Russell Wong discusses "The Monkey King" and other works
May 11, 2000
(CNN)—"The Monkey King" is a mystical journey into a land of Chinese monsters and fables. It is the story the quest of one man, Nick Orton, to save the world from destruction. Scheduled to broadcast as a Hallmark presentation on NBC, the production boasts a screenplay by Tony award winning "M. Butterfly" playwright, David Henry Hwang and direction by Emmy-award winning Robert Halmi, Sr. of "Gulliver’s Travels" and "Merlin."
Appearing in "Take Down" and "Romeo Must Die, Russell Wong is one of Hollywood’s fastest rising Asian American stars. He also appeared in "The Joy Luck Club" and has recently completed "The Tracker" with Casper Van Dien.
Chat Moderator: Thank you for joining us today, Russell Wong, and welcome.
Russell Wong: Good evening.
Chat Moderator: How did you get started in acting?
Russell Wong: Actually, my mom has kind of influenced my career. She is an artist, singer, and also my brother has kind of influenced me as well. I started as a dancer, took martial arts and acting, all around the same time.
Question from Chad Malaysia: Good evening, Mr. Wong. What do you think of the tendency for Hollywood to typecast Asian actors and productions?
Russell Wong: Good evening. I think the tendency is to go with what is familiar to audiences. I try to create an interesting character from using the stereotype.
Question from Blurr: Russell, do you plan to direct a movie in the near future? If yes, what kind of movie?
Russell Wong: I don't know about the near future. But I would like to direct something about families, like about, maybe, a "Joy Luck Club," but the male side. Something like that.
Chat Moderator: What has been your favorite role?
Russell Wong: "The Joy Luck Club." I had fun doing "Romeo Must Die." I liked that. But I'm also having a great time doing "The Monkey King."
Chat Moderator: Please tell us a little bit about "The Monkey King."
Russell Wong: "The Monkey King" has all these spiritual powers. He has learned the 72 transformations.
He can somersault on clouds. So that's why I took the role. The somersaulting on clouds gets a little rough once in a while -- my knees.
There's four characters: Pigsy, Monkey King, Friar Sand, The Scholar From Above, and Gwan Ying. She is the Goddess of Mercy. They are all on a quest to save the Lost Manuscript and bring it back to the human world. The Lost Manuscript is called "Journey to the West."
Question from Blurr: Russell, who would you like to work with/ co-star in a movie?
Russell Wong: Hmm, Harrison Ford, maybe.
Question from Chad Malaysia: Russell, do you think "The Monkey King" has been allocated the budget and production it deserves a la "The Matrix?"

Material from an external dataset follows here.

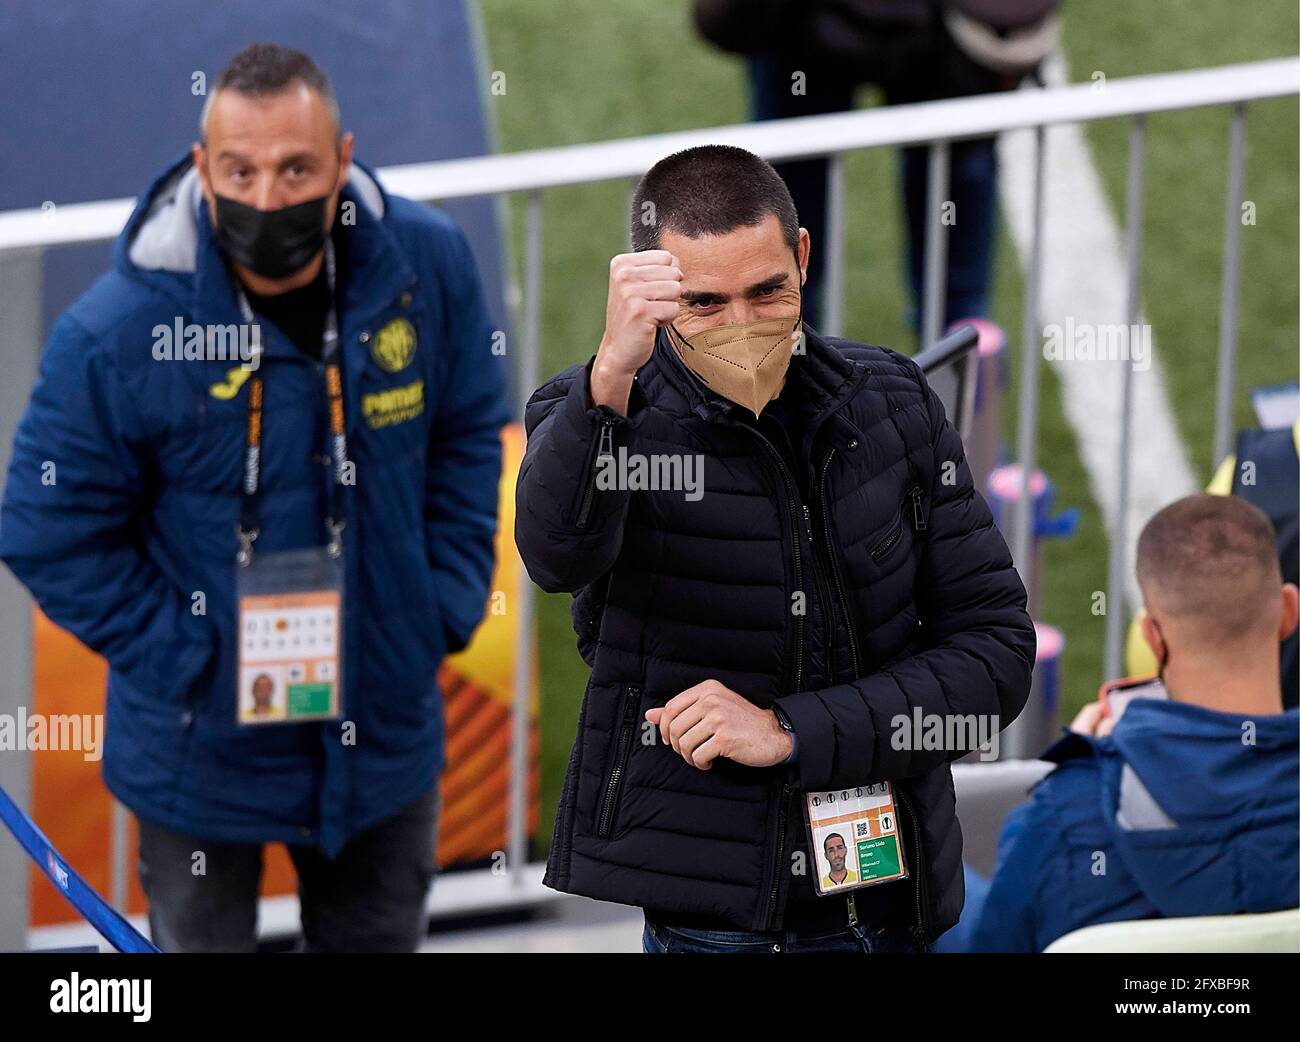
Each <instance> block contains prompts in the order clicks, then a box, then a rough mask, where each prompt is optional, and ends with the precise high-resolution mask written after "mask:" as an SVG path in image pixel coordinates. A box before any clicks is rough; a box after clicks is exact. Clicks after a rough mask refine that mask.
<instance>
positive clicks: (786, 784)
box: [740, 424, 805, 925]
mask: <svg viewBox="0 0 1300 1042" xmlns="http://www.w3.org/2000/svg"><path fill="white" fill-rule="evenodd" d="M740 426H742V427H749V430H751V431H754V437H755V438H758V440H759V442H762V443H763V446H764V447H766V448H767V451H768V452H770V453H771V455H772V459H774V460H776V470H777V473H780V476H781V482H783V485H784V486H785V505H787V509H788V511H789V517H790V529H792V530H793V533H794V543H793V547H794V587H796V589H797V590H802V589H803V557H802V555H801V553H800V542H801V539H802V537H801V535H800V526H798V521H796V509H794V508H796V505H797V503H798V498H797V496H796V495H794V483H793V481H792V478H790V472H789V468H788V466H787V465H785V460H783V459H781V453H780V452H779V451H777V450H776V446H774V444H772V443H771V440H768V438H767V437H766V435H764V434H763V431H761V430H759V429H758V427H754V426H750V425H749V424H741V425H740ZM803 618H805V616H802V615H797V616H794V686H793V690H794V691H798V690H800V687H801V686H802V685H803ZM790 791H792V787H790V783H789V782H788V781H787V782H783V785H781V802H780V808H779V809H777V813H776V855H775V858H774V861H772V889H771V891H770V893H768V895H767V922H768V925H771V924H772V922H774V921H775V917H776V900H777V898H779V896H780V894H781V863H783V861H784V860H785V826H787V821H785V820H787V817H788V813H787V804H789V798H790Z"/></svg>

Russell Wong: Well, "The Monkey King" is a Hallmark-NBC production, produced by Robert Halmi. And he has produced a lot of great Television miniseries like "Cleopatra," "Merlin," and "Arabian Nights." And they do have good size budgets for these because so many people see them around the world.
Question from Is: Dear, Mr. Wong, does being an Asian sex symbol bother you or do you prefer to be seen only as a serious actor?

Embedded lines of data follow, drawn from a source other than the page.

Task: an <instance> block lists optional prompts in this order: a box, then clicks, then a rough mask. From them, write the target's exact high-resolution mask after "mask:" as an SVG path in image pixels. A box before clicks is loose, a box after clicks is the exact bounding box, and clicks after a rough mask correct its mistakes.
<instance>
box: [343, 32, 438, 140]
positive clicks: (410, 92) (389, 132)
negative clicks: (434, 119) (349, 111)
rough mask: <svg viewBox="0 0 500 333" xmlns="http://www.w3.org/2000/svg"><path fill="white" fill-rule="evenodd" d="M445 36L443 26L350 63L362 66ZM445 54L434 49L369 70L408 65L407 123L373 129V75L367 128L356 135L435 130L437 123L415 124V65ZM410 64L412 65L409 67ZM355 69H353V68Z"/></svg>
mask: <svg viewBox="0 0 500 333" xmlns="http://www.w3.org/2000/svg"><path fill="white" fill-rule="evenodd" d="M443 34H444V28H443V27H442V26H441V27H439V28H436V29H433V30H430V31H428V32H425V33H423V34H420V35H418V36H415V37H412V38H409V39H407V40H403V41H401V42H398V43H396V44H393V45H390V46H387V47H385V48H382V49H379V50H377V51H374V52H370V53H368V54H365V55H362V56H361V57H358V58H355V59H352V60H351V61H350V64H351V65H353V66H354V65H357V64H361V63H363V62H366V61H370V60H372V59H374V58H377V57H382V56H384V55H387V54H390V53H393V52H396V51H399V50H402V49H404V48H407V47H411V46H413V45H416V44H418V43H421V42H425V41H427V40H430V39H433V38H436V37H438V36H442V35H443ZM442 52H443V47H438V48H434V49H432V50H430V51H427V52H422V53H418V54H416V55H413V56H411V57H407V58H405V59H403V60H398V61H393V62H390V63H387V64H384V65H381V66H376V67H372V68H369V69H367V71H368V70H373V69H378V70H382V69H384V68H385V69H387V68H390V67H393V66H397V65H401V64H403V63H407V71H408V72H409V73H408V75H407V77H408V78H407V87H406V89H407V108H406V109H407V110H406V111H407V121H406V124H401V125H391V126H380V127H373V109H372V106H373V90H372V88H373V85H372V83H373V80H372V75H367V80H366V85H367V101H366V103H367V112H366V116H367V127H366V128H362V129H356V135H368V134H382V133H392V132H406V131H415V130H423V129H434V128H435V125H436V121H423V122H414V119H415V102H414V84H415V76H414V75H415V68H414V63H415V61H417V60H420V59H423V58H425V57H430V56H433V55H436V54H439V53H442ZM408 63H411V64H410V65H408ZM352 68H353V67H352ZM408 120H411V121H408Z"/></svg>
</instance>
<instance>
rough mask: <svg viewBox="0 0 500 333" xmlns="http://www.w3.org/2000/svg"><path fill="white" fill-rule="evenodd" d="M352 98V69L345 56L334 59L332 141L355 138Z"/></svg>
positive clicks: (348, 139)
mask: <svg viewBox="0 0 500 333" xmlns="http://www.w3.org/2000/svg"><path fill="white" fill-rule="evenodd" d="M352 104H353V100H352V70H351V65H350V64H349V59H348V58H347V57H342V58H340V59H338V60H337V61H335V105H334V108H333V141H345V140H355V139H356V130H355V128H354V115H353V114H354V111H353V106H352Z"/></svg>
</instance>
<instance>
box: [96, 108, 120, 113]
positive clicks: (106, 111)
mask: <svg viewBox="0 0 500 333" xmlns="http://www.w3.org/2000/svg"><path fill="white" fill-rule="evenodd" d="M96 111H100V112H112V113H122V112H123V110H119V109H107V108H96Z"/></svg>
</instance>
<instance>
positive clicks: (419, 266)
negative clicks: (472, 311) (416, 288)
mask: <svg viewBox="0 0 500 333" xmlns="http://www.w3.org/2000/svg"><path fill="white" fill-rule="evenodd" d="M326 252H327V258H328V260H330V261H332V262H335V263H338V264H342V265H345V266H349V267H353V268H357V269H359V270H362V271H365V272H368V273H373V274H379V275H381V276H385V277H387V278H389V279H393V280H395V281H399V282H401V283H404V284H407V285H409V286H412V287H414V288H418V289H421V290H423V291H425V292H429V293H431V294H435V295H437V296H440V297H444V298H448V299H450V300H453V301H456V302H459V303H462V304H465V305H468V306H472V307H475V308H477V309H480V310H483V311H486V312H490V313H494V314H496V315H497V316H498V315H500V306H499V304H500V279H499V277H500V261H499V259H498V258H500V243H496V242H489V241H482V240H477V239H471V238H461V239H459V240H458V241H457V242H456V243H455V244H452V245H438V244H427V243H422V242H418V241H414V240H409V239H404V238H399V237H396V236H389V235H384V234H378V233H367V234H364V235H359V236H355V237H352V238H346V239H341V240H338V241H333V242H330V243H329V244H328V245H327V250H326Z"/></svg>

Russell Wong: No, it doesn't bother me. I appreciate the comment.
Question from Orbit: Hi, where do you see the future of Asian-American actors? How do you think the influx of Asian (HK) actors will influence the ability of Asian-American actors like yourself to break from traditional stereotypes and take on more mainstream roles?

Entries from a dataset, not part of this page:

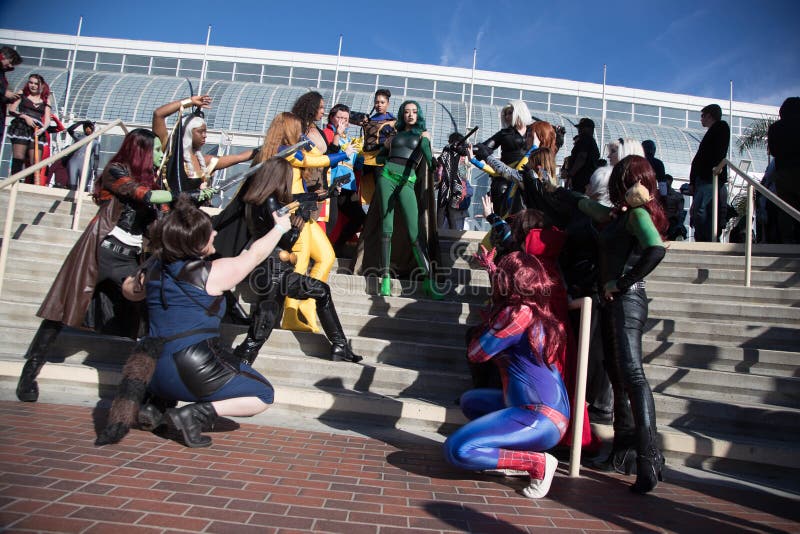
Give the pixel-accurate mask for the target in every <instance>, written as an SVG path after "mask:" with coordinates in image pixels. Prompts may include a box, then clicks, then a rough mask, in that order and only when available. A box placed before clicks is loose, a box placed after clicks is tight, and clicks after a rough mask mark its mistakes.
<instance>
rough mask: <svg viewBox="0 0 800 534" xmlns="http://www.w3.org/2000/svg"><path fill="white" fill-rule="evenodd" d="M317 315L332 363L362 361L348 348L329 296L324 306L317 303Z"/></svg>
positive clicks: (329, 294) (325, 301) (345, 338)
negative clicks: (328, 347)
mask: <svg viewBox="0 0 800 534" xmlns="http://www.w3.org/2000/svg"><path fill="white" fill-rule="evenodd" d="M317 315H318V316H319V322H320V324H321V325H322V329H323V330H324V331H325V335H326V336H328V341H330V342H331V359H332V360H333V361H335V362H339V361H348V362H353V363H358V362H360V361H361V360H363V358H362V357H361V356H359V355H358V354H355V353H354V352H353V349H351V348H350V343H349V342H348V341H347V336H345V335H344V330H343V329H342V324H341V323H340V322H339V315H338V314H337V313H336V308H335V307H334V305H333V301H332V300H331V298H330V294H329V295H328V298H327V300H326V301H325V303H324V304H321V303H320V302H319V301H317Z"/></svg>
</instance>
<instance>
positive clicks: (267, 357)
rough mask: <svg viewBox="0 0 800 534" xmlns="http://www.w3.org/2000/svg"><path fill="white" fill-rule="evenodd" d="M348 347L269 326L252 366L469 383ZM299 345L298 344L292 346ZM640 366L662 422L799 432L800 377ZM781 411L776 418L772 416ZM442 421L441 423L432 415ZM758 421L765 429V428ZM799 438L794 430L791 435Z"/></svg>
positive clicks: (77, 356) (315, 372) (704, 426)
mask: <svg viewBox="0 0 800 534" xmlns="http://www.w3.org/2000/svg"><path fill="white" fill-rule="evenodd" d="M223 332H224V335H223V342H224V343H226V344H230V345H236V344H238V343H239V342H240V341H241V340H242V339H243V337H244V334H245V332H244V330H243V329H242V328H233V327H226V328H225V329H223ZM33 333H34V330H33V329H24V328H17V327H10V328H7V329H4V330H3V332H2V334H0V336H2V337H0V340H2V341H3V343H2V345H3V347H4V348H3V353H4V356H3V358H5V359H6V360H8V361H20V360H22V359H23V354H24V352H25V350H26V348H27V345H28V343H30V340H31V339H32V337H33ZM352 342H353V348H354V350H355V351H356V352H357V353H359V354H361V355H362V356H364V357H365V360H364V361H363V362H362V364H360V365H353V364H346V363H344V362H332V361H329V353H330V346H329V344H328V343H327V341H326V340H325V339H324V337H323V336H320V335H315V334H297V333H293V332H287V331H283V330H276V331H275V332H274V333H273V335H272V337H271V338H270V340H269V342H268V343H267V344H266V345H265V346H264V348H262V350H261V355H260V356H259V357H258V359H257V360H256V364H255V367H256V369H258V370H259V371H262V372H263V373H264V374H265V375H266V376H268V377H269V378H270V380H271V381H272V382H273V383H275V384H278V383H279V384H284V385H290V386H292V387H308V386H309V385H310V384H315V385H320V386H322V385H324V386H325V387H327V388H331V387H334V386H335V387H338V388H339V389H342V390H345V391H347V390H353V391H361V392H369V393H372V394H379V395H384V396H398V397H403V398H405V397H410V398H414V399H424V400H426V401H430V402H435V403H438V404H440V405H443V406H450V405H451V404H452V403H453V402H454V400H455V399H456V398H457V397H458V396H459V395H460V394H461V393H463V391H465V390H467V389H469V388H470V380H469V378H468V376H467V370H466V363H465V360H464V353H463V348H460V349H454V348H446V349H444V350H438V349H439V347H437V346H432V345H429V344H425V343H416V342H415V343H407V344H405V345H402V344H394V343H386V342H383V343H382V344H381V346H377V347H376V346H375V342H374V340H370V339H365V338H360V337H356V338H353V340H352ZM298 343H299V345H298ZM131 346H132V343H131V341H130V340H127V339H124V338H109V337H107V336H102V337H101V336H95V335H92V334H87V333H84V332H80V331H74V330H65V331H64V332H63V333H62V334H61V335H60V336H59V338H58V343H57V345H56V346H54V347H53V348H52V350H51V351H50V354H49V355H48V357H49V359H50V360H51V361H54V362H65V363H67V364H79V363H82V364H84V365H88V366H90V367H97V368H101V367H102V368H106V367H114V366H121V365H122V364H123V362H124V361H125V359H126V358H127V354H128V353H129V352H130V348H131ZM645 372H646V375H647V377H648V381H649V382H650V384H651V386H652V388H653V391H654V393H655V394H656V397H657V403H656V406H657V412H658V418H659V421H660V422H661V423H662V424H665V425H672V426H685V425H687V424H689V423H691V424H692V425H694V426H695V427H698V428H704V429H711V428H714V429H716V430H718V431H726V430H727V431H730V430H731V429H732V428H736V429H745V428H750V430H751V431H753V429H755V428H759V427H761V426H764V425H767V427H771V428H773V430H774V429H775V427H776V425H777V426H781V427H782V426H784V425H786V426H787V428H786V429H783V430H782V431H781V436H784V438H782V439H787V438H786V436H788V435H789V434H794V433H795V432H800V425H798V423H800V410H797V409H796V408H794V406H797V405H798V403H797V398H798V396H799V395H800V392H799V386H798V384H800V379H797V378H782V379H776V378H772V377H760V376H755V375H751V376H747V377H741V376H736V373H715V372H712V371H706V370H697V369H688V368H683V369H675V368H671V367H665V366H663V365H652V364H646V366H645ZM776 413H777V414H782V416H781V417H782V419H776V418H775V416H773V415H772V414H776ZM439 422H440V423H444V421H439ZM767 427H765V430H766V428H767ZM797 437H798V438H800V434H798V436H797Z"/></svg>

Russell Wong: I think the influence of the Hong Kong actors, or Chinese actors, creates awareness. The future of Asian-American actors, however, I'm not sure.
I have been, you know, kind of struggling with this topic most of my career. I have had some good breaks here and there. But because it is a business, it is supply and demand. If you have a box office draw in Asia, maybe you will generate more work for yourself in America.
Question from Judy: Dear, Mr. Wong, who is your role model?
Russell Wong: Role model? There are different role models. Some of them are just like friends who lived their lives based on spiritual principles and their positive examples. They aren't really famous people. They are just "people people."
Question from When: When is "The Monkey" scheduled to be shown on TV?
Russell Wong: It is scheduled to be on TV after Chinese New Year, next year, January, February, around there.Chat Moderator: Do you have any final thoughts to share with us?
Russell Wong: Thank you for the interest. I hope you enjoy "The Monkey King."Chat Moderator: Thank you for joining us.Russell Wong: Okay, thank you, bye.
Russell Wong joined the chat from CNN’s Hong Kong bureau by telephone. CNN.com provided a typist. The above is an edited transcript of that chat.